Hi @progin,
The key idea here is that water years should be treated as independent observations without any temporal relationship between them.
Here’s an analogy to a simple standard regression setup.
Consider a generic supervised regression problem. You have a set of observations with ID values A, B, C, D, E, F, G, H. Let’s say that A, B, C, D, E, G are in your training set and F and H are in your test set.
You can train a model that depends on variables for all of the observations in your training set (A, B, C, D, E, G). The model parameters themselves (e.g., if doing linear regression, the weight for a variable) could be fit to training variables, or feature parameters could be fit to training variables (e.g., maybe you want a feature to be scaled by the max value of some variable in the training set). That’s all normal supervised regression.
Now you have a trained model, and all of your parameters are fixed. Now you want to do inference for observation F. When you predict for observation F, that prediction should just depend on the trained model and the variable values for observation F.
Your model should treat observation F independently.
- If for some reason, there is some known relationship between observation E from your training set and observation F, explicitly incorporating information about the relationship between observation E and observation F would not be predicting for F independently.
- However, if you don’t explicitly model any relationship between E and F, and E is just a generic independent observation in your training set that is incorporated into your trained model’s parameters, then everything is fine.

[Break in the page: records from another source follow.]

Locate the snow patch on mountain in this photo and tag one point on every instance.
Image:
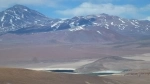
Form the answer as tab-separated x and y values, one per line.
77	28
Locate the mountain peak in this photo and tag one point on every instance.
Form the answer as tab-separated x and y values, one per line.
19	16
18	5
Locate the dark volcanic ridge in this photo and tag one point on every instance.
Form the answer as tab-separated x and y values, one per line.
91	28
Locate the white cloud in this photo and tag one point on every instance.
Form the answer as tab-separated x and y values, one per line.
8	3
147	18
89	8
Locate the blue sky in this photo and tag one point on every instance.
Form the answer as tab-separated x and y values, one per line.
134	9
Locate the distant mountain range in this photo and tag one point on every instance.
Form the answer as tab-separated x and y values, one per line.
91	28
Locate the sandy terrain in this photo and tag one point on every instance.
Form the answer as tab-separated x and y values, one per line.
130	79
145	57
22	76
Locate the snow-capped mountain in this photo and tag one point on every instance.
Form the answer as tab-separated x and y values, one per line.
91	28
20	16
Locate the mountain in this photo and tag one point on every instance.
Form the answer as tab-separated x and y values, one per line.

Note that I’ve purposefully used letters instead of years in my example above. In the formulation of the problem for this competition, we are not treating this as a longitudinal time series forecasting problem across years. You should consider years to simply be identifiers, and that they are all generic independent observations. This means for example, that it’s fine for a model trained on years in the training set that are in the future of years in the test set. The prohibition on future data applies within water years (e.g., you can’t use data from May if you’re issuing a forecast in April).
Let me know if this helps clarify things.